Performing regular inspections and maintenance on lift trucks will make them easier to handle and, as such, reduce the risk of an accident.
Make sure the loading area is tidy (and clean it if it is not) before moving items. Anything that could cause someone to trip or slip should be mopped up or cleared out of the way.
Ensuring that the trailer has the capability to bear the load of powered industrial trucks is also mandatory.
(Learn more in Why Housekeeping Is an Important Part of Loading Dock Safety)
Transportation of Hazardous Material
Transporting chemical or other hazardous materials (HAZMAT) is another big risk for drivers in the trucking industry. All it takes is one small moment of negligence to cause catastrophic damage that can affect hundreds or thousands of lives.
It's essential for truckers to know about the materials they're transporting and the specific hazards that come with them, whether they're flammable, corrosive, toxic, or reactive when in contact with oxygen or other substances.
While some hazards give you time to react and protect yourself, hazardous materials aren't always so forgiving. Even a mild collision involving a vehicle transporting hazardous materials can cause an immediate fire.
Thankfully, there are a number of transportation codes that have been implemented to ensure the safe transport of hazardous materials.

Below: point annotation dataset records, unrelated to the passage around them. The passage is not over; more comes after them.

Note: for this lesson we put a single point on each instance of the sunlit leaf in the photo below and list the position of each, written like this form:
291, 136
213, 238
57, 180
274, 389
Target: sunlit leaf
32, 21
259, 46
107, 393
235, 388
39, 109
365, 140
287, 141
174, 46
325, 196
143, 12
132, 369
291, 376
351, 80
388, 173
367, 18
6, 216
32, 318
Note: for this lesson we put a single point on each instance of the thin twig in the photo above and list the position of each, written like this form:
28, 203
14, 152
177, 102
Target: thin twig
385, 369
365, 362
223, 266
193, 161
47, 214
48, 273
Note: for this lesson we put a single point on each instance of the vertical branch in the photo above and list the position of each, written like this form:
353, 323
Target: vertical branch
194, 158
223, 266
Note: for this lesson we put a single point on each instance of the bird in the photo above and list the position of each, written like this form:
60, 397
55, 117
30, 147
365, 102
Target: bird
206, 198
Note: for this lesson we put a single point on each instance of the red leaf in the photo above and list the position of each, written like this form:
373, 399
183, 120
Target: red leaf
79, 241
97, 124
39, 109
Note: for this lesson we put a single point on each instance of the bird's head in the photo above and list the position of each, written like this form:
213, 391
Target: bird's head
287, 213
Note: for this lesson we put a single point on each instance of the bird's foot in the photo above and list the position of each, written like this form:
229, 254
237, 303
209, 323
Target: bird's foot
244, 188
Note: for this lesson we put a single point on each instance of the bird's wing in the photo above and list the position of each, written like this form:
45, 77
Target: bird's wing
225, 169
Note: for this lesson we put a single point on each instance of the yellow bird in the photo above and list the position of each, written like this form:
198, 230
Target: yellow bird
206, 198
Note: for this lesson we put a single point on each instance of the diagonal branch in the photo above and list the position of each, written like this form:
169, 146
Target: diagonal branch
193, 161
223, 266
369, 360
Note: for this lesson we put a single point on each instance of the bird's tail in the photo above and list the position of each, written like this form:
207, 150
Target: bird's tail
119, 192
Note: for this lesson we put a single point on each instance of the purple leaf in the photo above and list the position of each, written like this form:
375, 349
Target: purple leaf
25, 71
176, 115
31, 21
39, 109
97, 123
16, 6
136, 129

For example:
- Responsible Care Distribution Code (CMA 1999), developed by the Chemical Manufacturers Association (CMA)
- Responsible Distribution Process (NACD 1999), developed by the National Association of Chemical Distributors (NACD)
Adopting strict HAZMAT codes and, of course, following all applicable regulations is an important step to improving the safety of truck drivers.
Truckers should also be trained on various aspects of HAZMAT safety, including:
- The different types of hazards posed by chemical products
- How to read and understand chemical labels
- Emergency procedures in the event of a collision or a spill
They should also be given any PPE they might need to safely handle this cargo, not only under the loading and unloading but also in the event of a spill or an emergency situation. Depending on the materials involved, this could be as simple as chemical-resistant gloves and an N95 respirator, or as elaborate as disposable coveralls with safety goggles and a respirator.